3. Adding Translations Besides the Default Message

Now we are mostly finished! The next step is to go ahead and add translations for our text into different languages.

This is the most time-consuming part because it involves providing translations for all of the existing messages that you care about. If you do not include a translation for a given message ID, then it will fallback on the default English translation.

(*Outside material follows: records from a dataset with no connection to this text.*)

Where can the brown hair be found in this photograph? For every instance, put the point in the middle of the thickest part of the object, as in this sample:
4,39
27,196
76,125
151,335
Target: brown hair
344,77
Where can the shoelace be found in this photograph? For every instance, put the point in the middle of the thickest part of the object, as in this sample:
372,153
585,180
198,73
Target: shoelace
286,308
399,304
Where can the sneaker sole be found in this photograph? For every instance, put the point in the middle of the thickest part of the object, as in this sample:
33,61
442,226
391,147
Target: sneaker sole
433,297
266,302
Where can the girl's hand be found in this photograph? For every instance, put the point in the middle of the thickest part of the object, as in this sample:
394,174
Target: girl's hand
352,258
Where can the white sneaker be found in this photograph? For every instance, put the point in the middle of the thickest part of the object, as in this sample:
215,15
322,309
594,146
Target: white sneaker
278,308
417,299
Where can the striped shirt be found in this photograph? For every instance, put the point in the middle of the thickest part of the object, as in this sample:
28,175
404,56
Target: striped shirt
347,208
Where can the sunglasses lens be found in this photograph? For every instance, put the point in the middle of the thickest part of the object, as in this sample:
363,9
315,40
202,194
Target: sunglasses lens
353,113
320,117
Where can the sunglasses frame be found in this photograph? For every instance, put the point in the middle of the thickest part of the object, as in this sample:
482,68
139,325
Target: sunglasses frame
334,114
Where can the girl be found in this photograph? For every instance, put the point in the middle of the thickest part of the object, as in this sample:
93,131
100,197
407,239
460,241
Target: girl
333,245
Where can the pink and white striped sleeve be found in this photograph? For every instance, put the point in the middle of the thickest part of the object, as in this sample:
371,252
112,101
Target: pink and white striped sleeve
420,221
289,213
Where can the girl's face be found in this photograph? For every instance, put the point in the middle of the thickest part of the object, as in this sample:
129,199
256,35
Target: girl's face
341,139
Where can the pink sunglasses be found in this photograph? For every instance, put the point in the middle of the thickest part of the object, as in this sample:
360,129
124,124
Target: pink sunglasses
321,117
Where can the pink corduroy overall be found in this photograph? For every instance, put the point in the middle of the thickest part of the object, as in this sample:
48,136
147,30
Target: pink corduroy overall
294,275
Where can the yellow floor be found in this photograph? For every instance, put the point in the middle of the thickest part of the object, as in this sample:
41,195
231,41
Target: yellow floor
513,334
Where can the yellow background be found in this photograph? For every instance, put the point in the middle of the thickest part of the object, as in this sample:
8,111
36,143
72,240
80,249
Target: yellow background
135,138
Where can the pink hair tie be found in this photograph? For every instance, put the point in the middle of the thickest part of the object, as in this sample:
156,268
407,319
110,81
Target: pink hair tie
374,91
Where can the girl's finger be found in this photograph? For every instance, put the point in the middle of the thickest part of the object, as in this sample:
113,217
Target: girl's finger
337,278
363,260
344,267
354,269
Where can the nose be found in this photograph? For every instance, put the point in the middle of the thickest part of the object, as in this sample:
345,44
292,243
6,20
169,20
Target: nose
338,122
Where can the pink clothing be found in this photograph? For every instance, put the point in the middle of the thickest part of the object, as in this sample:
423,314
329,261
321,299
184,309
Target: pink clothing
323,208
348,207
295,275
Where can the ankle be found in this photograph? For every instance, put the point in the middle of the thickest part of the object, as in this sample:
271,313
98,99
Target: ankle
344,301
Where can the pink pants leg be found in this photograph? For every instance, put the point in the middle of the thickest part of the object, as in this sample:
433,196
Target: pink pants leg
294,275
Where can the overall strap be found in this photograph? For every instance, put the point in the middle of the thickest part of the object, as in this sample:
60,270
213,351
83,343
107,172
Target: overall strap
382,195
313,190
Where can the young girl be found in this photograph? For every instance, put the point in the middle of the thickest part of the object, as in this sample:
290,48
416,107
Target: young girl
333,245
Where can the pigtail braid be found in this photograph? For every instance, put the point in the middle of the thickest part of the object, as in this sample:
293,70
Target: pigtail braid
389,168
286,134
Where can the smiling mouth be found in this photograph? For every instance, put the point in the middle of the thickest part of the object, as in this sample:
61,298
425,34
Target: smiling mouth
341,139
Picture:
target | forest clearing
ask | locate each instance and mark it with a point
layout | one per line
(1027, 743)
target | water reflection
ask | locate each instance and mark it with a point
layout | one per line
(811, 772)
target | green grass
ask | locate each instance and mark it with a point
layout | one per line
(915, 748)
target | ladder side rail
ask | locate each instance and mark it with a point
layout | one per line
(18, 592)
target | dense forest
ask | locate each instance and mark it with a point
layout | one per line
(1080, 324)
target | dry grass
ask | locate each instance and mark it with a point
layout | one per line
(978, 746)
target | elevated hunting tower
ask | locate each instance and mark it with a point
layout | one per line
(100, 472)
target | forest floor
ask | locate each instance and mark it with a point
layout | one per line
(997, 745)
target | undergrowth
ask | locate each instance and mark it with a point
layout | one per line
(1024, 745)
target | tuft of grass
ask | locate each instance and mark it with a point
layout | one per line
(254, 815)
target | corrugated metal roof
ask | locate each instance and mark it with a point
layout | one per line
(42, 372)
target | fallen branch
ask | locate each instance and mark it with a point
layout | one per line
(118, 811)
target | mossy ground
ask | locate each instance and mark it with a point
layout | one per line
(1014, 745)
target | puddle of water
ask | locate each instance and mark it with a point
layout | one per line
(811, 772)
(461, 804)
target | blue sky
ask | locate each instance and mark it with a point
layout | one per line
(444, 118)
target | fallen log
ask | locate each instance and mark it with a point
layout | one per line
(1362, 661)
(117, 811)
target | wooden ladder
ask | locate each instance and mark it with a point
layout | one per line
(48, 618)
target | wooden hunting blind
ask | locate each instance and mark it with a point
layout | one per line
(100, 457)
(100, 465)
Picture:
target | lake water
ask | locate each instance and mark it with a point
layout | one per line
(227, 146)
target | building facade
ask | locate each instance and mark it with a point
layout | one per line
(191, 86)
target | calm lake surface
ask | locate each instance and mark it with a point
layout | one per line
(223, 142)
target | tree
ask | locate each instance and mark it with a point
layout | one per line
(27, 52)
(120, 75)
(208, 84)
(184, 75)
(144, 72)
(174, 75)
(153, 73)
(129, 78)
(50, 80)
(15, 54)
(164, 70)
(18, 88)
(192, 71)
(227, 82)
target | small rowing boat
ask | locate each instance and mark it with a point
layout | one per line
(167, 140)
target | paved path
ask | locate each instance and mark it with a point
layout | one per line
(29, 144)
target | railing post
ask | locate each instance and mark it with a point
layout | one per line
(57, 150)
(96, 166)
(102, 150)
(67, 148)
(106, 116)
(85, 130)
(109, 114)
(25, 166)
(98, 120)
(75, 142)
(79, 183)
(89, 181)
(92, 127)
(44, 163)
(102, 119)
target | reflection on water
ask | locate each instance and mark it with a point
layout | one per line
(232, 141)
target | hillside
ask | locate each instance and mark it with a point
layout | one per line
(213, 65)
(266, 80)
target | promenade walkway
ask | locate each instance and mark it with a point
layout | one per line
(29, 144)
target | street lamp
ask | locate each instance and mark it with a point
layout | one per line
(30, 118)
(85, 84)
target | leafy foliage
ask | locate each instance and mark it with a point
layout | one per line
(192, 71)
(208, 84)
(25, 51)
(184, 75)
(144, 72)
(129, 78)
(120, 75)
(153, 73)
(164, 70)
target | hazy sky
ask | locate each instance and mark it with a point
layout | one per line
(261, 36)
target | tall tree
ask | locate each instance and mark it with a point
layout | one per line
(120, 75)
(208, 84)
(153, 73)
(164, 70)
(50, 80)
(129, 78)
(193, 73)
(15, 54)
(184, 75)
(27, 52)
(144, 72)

Let’s take an earlier example of the Nav.Login.label message for our login button, and let’s add a Spanish translation for it. All of the translations are located under src/messages/<locale>.json, so we would open up or create src/messages/es.json and add the following:

{
  "layout.sign-in.label": "Inicia Sesión"
}

Now when we are using a locale with the Spanish language tag, we will see our message replaced with the translated value.

Caution
If there is not already a json file for your locale, you will need to be sure to add one. Keep in mind that the locale is expected to be in IETF format, so if you wanted to define messages for es-MX, the name of the file would be es-MX.json.

We’ve added some automation of this process. After defining a new MessageDescriptor, run yarn build:langs. This will create the default en.json with the default messages and additional <lang>.json files as defined in scripts/build-langs.js, so es.json and fr.json by default. In the additional files, all of the keys will be present but mapped to an empty string.

{
  "layout.sign-in.label": ""
}
Note
To do the actual translating, you could copy the JSON and convert it into a spreadsheet or paste into one and parse it into key-value pairs. Then, use a Google Translate plugin to translate them.

Locale Code Format (IETF is the way to go!)

You might notice in the frontend that we are always dealing with locales formatted like en-US (i.e. with a dash, not an underscore). However, a lot of us come from a Java background where the locale code is generally en_US, so that might seem wrong at first.

The gist of it is this: the IETF standard is to use a dash (https://tools.ietf.org/rfc/bcp/bcp47.txt), and that is the standard and semantically correct way to format a locale code. However, some time ago POSIX systems and Java decided, for I assume a good reason at the time, to use underscores instead.

In our React app, we will be using the IETF standard, as that is what most libraries and the browser expects. This is the format that we will be sending in the X-Locale-Override header and is also the format the browser already automatically sends in the Accept-Language header.

If the React app receives a locale code from the catalog or site (via their default/allowed locales), it will auto-format them from the Java version to the browser version if in that format.